Un programme foisonnant à travers tout le territoire
Pendant un mois, les événements se succèdent de Tripoli à Saïda, de Zahlé à la capitale Beyrouth, avec une volonté claire : sortir la francophonie de ses cercles habituels et la rendre accessible à tous.
Au programme :
- projections de films internationaux explorant mémoire, migration et justice sociale ;
- rencontres littéraires avec auteurs et traducteurs ;
- spectacles mêlant poésie, musique et arts visuels ;
- concours d’écriture pour les lycéens ;
- ateliers slam pour les jeunes ;
- hackathons étudiants sur l’intelligence artificielle durable ;
- expositions artistiques et historiques.
Cette diversité illustre une francophonie vécue au quotidien, dans les salles de classe, sur scène, dans les bibliothèques ou les universités.

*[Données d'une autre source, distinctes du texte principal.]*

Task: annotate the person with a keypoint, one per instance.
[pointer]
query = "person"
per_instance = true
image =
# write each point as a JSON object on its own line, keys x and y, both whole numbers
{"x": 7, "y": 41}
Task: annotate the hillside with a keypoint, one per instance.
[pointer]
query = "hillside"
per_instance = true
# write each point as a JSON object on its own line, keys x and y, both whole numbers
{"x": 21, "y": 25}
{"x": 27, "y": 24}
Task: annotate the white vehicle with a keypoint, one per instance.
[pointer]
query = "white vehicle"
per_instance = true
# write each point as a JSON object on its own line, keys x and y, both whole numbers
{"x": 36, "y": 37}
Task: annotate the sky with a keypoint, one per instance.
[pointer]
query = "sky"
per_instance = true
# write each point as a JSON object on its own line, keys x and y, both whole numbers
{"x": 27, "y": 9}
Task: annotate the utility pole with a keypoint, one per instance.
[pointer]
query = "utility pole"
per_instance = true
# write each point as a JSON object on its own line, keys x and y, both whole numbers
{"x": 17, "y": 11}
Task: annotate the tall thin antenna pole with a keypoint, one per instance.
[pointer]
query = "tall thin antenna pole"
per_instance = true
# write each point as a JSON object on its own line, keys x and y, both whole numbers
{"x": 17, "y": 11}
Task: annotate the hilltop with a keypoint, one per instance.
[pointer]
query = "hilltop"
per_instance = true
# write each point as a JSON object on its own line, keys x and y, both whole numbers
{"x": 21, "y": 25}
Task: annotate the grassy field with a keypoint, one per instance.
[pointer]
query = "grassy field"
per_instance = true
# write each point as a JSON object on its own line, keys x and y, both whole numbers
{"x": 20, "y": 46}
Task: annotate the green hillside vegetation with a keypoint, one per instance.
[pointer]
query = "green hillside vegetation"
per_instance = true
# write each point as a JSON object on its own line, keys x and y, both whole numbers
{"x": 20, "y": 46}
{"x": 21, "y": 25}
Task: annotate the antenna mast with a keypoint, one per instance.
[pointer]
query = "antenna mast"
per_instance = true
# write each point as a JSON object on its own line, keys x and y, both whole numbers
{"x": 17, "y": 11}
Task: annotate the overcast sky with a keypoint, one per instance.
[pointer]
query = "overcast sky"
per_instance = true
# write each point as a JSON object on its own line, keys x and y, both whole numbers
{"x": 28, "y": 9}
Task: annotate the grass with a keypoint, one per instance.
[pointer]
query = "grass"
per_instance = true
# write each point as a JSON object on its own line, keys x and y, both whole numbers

La jeunesse au cœur de l’édition 2026
Une attention particulière est accordée aux jeunes générations, considérées comme les véritables passeurs de la langue. Concours bilingues, dictées thématiques, défis poétiques nationaux et ateliers créatifs visent à transformer le français en espace d’expression personnelle plutôt qu’en simple discipline scolaire.
L’objectif est clair : faire de la langue un outil d’imagination, de pensée critique et d’insertion professionnelle.
Le Mois de la Francophonie constitue aussi un moment fort de diplomatie culturelle. Des ambassadeurs francophones visiteront des écoles à travers le pays, tandis qu’une célébration officielle rassemblera représentants institutionnels et acteurs culturels autour des valeurs de solidarité et de diversité.
Au-delà des spectacles et des rencontres, l’événement porte un message : la francophonie libanaise n’existe que parce qu’elle est pratiquée, réinventée et partagée. Elle n’est plus une position dominante mais une proposition — celle d’un espace d’échange, de création et d’ouverture sur le monde.
Dans un contexte national marqué par les défis, ce mois culturel apparaît ainsi comme un rappel essentiel : les langues ne sont pas seulement des moyens de communication, mais des passerelles vers d’autres imaginaires et d’autres possibles.